Inside the brain, there is a progressive loss of cells in a motor control region called the substantia nigra, and an accumulation of protein-filled structures called Lewy bodies. Lewy bodies and other telltale signs cannot be observed until after death.

Biomarkers could be used to detect and monitor the disease much earlier, perhaps even before symptoms appear. This could improve the success of existing therapies and help researchers test new ones in clinical trials.

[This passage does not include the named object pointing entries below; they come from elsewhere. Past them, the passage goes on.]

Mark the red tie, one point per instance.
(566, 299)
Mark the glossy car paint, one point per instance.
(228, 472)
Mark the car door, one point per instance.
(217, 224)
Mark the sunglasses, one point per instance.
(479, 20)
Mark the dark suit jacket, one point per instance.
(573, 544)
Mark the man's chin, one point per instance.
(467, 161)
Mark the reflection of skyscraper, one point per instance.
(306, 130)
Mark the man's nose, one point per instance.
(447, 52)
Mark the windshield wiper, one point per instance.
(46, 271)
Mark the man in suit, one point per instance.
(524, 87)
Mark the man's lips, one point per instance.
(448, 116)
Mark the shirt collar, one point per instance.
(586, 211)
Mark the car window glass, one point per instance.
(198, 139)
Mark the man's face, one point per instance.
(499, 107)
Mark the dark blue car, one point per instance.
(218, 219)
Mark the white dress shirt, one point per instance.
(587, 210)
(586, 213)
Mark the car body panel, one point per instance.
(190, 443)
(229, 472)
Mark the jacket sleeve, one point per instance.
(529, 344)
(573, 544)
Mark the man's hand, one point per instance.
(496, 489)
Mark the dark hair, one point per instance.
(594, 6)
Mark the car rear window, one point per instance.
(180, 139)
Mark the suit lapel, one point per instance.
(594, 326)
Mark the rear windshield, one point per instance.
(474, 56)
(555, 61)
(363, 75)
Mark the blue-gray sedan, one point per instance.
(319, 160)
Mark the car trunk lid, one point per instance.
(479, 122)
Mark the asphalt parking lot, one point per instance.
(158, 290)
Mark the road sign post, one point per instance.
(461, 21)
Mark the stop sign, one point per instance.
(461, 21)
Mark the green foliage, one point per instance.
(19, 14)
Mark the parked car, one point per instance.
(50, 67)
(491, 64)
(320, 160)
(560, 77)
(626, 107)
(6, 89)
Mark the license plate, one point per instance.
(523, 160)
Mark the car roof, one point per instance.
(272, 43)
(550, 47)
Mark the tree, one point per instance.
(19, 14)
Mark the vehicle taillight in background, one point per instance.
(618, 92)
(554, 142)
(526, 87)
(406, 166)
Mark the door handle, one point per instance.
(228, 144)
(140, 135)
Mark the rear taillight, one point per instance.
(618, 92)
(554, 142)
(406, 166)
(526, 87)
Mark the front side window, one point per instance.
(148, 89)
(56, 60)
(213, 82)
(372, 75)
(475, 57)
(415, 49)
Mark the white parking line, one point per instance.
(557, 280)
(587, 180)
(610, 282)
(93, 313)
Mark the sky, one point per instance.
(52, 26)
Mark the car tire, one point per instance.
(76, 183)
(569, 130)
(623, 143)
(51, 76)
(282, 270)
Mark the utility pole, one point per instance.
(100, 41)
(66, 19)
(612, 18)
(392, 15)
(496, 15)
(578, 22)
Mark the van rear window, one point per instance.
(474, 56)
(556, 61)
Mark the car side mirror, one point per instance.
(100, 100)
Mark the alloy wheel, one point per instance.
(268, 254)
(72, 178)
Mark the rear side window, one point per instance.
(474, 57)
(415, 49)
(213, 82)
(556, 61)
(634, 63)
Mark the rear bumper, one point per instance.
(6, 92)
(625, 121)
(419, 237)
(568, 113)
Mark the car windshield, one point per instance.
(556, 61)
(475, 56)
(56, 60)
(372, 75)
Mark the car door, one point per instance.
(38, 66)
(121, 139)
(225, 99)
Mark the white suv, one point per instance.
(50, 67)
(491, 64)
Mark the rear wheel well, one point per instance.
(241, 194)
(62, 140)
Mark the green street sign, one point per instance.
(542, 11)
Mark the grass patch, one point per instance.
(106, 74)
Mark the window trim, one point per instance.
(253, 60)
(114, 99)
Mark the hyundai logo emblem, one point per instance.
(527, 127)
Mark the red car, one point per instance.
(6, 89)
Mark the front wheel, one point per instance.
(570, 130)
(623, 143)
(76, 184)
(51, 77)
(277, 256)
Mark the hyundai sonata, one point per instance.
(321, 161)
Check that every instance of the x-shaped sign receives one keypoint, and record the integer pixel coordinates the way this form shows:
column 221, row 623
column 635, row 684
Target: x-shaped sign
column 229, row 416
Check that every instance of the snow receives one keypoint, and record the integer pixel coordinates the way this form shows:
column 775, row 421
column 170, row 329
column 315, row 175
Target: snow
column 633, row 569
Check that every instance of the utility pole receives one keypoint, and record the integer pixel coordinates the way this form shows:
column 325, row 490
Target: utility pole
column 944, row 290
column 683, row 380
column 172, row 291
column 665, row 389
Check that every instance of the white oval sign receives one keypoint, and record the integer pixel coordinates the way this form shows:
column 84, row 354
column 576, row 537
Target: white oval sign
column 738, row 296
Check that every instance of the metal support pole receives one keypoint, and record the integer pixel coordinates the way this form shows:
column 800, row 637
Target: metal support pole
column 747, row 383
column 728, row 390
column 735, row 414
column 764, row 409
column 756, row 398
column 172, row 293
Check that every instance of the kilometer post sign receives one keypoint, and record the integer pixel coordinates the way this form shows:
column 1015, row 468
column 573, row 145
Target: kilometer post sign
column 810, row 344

The range of potential biomarkers for Parkinson's is vast, and there have been promising leads. Some researchers are investigating the use of non-invasive imaging to detect changes in brain function or biochemistry.

Several studies have tentatively linked the disease with changes in proteins or other molecules in blood, urine, or in the cerebrospinal fluid (CSF) that bathes the brain and spinal cord. PDBP is an initiative to fund and coordinate multiple biomarker studies.

“Our goal is to accelerate progress toward a robust set of biomarkers for Parkinson's disease by supporting researchers who have strong leads or innovative approaches, bringing them together, and making it easier for them to share and analyze data across studies,” said NINDS director Story Landis, Ph.D.